Actually, there is a tiny little warped truth buried in that. It appears that “cross” and related words meant “instrument of crucifixion” first, and only later came to signify “intersection”.

(No, I am not a Jehovah’s Witness. I know this is one of their points, but that doesn’t stop them from being right about it. Where they go wrong, of course, is that crucifixion was a very common punishment, and there are any number of sources outside the Bible describing how it worked; their claim that the Cross was not a cross is pure ignorance.)

Hmmm.Then there’s the ultra-Xtian XXX-rated video industry! Not to mention the cool Cross fountain pen I got for Christmas this year.

FWIW, I stopped using “Xmas” years ago, after my 8th grade math teacher, who was also a Christian, pointed out that it made her uncomfortable to refer to Christ as “X”, because in algebra, “x” stands for “the unknown quantity”, and, she said, “To Christians, Christ is not ‘the unknown’. He is ‘known’.”

Sheeeeesh.

Your teacher might equally well have argued that, in algebra, X is the quantity that one is trying to find… and draw the parallel to the Christian trying to “find” Jesus in his heart.

Sounds pretty much balderdash to me.

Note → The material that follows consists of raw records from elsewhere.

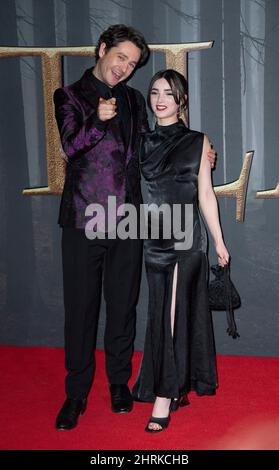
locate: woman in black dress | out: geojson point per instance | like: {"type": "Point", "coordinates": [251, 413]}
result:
{"type": "Point", "coordinates": [179, 352]}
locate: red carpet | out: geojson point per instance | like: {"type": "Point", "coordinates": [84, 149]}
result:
{"type": "Point", "coordinates": [243, 415]}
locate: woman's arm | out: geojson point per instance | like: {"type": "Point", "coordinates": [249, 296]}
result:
{"type": "Point", "coordinates": [209, 206]}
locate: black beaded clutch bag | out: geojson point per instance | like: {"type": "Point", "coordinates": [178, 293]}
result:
{"type": "Point", "coordinates": [224, 296]}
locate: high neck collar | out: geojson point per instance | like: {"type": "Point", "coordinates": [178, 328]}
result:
{"type": "Point", "coordinates": [170, 128]}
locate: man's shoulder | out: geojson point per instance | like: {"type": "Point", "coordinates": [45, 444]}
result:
{"type": "Point", "coordinates": [137, 93]}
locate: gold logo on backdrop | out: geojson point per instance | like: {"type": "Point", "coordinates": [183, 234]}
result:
{"type": "Point", "coordinates": [176, 58]}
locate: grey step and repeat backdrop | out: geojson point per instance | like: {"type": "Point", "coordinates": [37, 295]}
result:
{"type": "Point", "coordinates": [234, 98]}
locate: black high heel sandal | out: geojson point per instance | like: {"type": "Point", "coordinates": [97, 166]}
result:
{"type": "Point", "coordinates": [177, 402]}
{"type": "Point", "coordinates": [163, 422]}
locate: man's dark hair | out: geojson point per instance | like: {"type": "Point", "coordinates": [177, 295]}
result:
{"type": "Point", "coordinates": [177, 83]}
{"type": "Point", "coordinates": [119, 33]}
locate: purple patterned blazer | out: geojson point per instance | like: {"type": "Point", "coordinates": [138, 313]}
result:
{"type": "Point", "coordinates": [98, 165]}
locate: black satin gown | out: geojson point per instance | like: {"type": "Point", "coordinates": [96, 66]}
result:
{"type": "Point", "coordinates": [173, 365]}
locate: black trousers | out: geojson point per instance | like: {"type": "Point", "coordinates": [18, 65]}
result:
{"type": "Point", "coordinates": [87, 264]}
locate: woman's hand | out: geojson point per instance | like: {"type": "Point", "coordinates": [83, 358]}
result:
{"type": "Point", "coordinates": [222, 253]}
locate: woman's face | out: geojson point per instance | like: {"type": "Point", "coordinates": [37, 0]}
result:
{"type": "Point", "coordinates": [162, 103]}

How about X-ray machines, does that teacher avoid having X-rays because that might imply rays of supernatural light from an angelic halo? How about Cross-word puzzles, are they sacrilegious?

Extremism always comes across as moderately amusing.

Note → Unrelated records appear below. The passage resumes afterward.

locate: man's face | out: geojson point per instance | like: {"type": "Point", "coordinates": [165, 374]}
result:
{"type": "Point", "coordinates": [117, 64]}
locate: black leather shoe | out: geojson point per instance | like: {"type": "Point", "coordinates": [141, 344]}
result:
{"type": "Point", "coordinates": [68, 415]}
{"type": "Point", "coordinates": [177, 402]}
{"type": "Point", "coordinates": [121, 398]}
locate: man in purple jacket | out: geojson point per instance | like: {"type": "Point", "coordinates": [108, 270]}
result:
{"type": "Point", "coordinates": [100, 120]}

To which, she no doubt added, “Take that! evil papist scum!”

2000 years of Xtian mysticism down the drain…

She was a Baptist, I think–they don’t believe in mysticism.

And actually, I thought it was kind of an interesting point. Dex, you’re just being facetious. Of course she would have understand what the “X” in X-ray stands for, and of course she wouldn’t have objected to crossword puzzles. She wasn’t an extremist, nor a fanatic. She was just uncomfortable with people saying “Xmas” instead of “Christmas”. Don’t make a federal case out of it, okay?

DDG, that’s why I like to use “x-mas”. It unsettles those poor christians who have no clue. Petty, I know, but every once in a while I have to be petty.

And CK’s point is that rationale for saying the “x” in x-mas is equivalent to the “x” in algebra is just as stupid as any example he listed. One person’s reasonable discomfort is another’s extremist.

I won’t even get into the whole “christ is known” thing. I think GD has probably covered it in some form or another.